Collectively, AMR results in a resistant infection (and is therefore) called ‘the silent pandemic.’
Bali (ANTARA) - The 2022 G20 health sector meeting has emphasized the importance of handling antimicrobial resistance (AMR) using the One Health approach, Director for Health Service Quality at the Indonesian Health Ministry Kalsum Komaryani has said.

"Now, it is the time for G20 countries to implement national AMR action plans by using scientific evidence as our (strategy and policy) basis as well as increasing (health) interventions," she stressed at the 2nd 2022 G20 Health Ministerial Meeting (HMM) here on Friday.

HMM is a part of the Sherpa Track that discusses various global health issues. The meeting was held in Bali on October 27–28, 2022.
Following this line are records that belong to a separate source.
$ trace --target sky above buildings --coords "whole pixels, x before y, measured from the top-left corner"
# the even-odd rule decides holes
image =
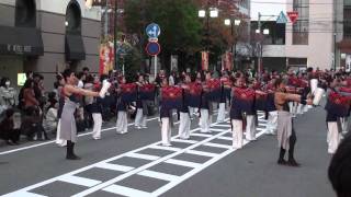
[[[286,12],[287,0],[251,0],[251,20],[258,20],[258,13],[262,15],[279,15],[281,11]],[[262,16],[262,21],[275,21],[276,18]]]

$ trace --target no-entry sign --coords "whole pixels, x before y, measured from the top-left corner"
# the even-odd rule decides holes
[[[298,19],[298,12],[293,11],[293,12],[286,12],[286,13],[287,13],[290,21],[294,24]]]

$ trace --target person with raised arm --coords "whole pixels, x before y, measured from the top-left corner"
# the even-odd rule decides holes
[[[275,80],[274,103],[278,111],[278,141],[280,154],[278,164],[288,166],[299,166],[295,161],[294,150],[296,143],[296,132],[293,126],[293,115],[290,113],[288,102],[296,102],[310,105],[312,100],[307,100],[298,94],[286,93],[286,80]],[[285,161],[285,152],[288,151],[288,160]]]
[[[75,144],[77,142],[77,125],[75,120],[75,112],[78,107],[77,95],[104,97],[111,83],[103,82],[102,89],[99,92],[93,92],[84,89],[77,88],[77,78],[75,72],[66,69],[63,73],[66,84],[64,86],[65,104],[61,113],[60,120],[60,139],[67,140],[67,160],[79,160],[80,158],[75,154]]]

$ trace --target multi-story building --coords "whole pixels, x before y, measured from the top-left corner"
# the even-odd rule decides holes
[[[339,67],[342,63],[341,57],[346,57],[342,51],[350,51],[351,46],[347,37],[347,14],[351,7],[344,4],[347,1],[349,0],[286,1],[286,11],[297,11],[298,19],[294,24],[286,23],[284,27],[275,22],[261,23],[262,30],[270,30],[269,35],[263,36],[263,68],[285,70]],[[346,12],[340,12],[341,10]],[[272,43],[274,37],[280,42]]]
[[[351,0],[335,0],[336,66],[351,71]]]
[[[67,67],[98,71],[100,13],[84,0],[1,0],[0,77],[32,70],[52,89]]]

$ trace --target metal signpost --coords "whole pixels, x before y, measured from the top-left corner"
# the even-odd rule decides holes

According to Komaryani, people need to stay vigilant against AMR since it can have a negative impact on humans, animals, plants, food, and the environment. AMR occurs naturally when microorganisms are exposed to antimicrobial drugs and manage to adapt and survive.

The resistance of the microorganisms makes existing drugs no longer effective for treating patients.

Komaryani said that AMR can affect any country, and it can occur in several countries concurrently, especially those with low economic levels.

"Collectively, AMR results in a resistant infection (and is therefore) called ‘the silent pandemic,’” she added.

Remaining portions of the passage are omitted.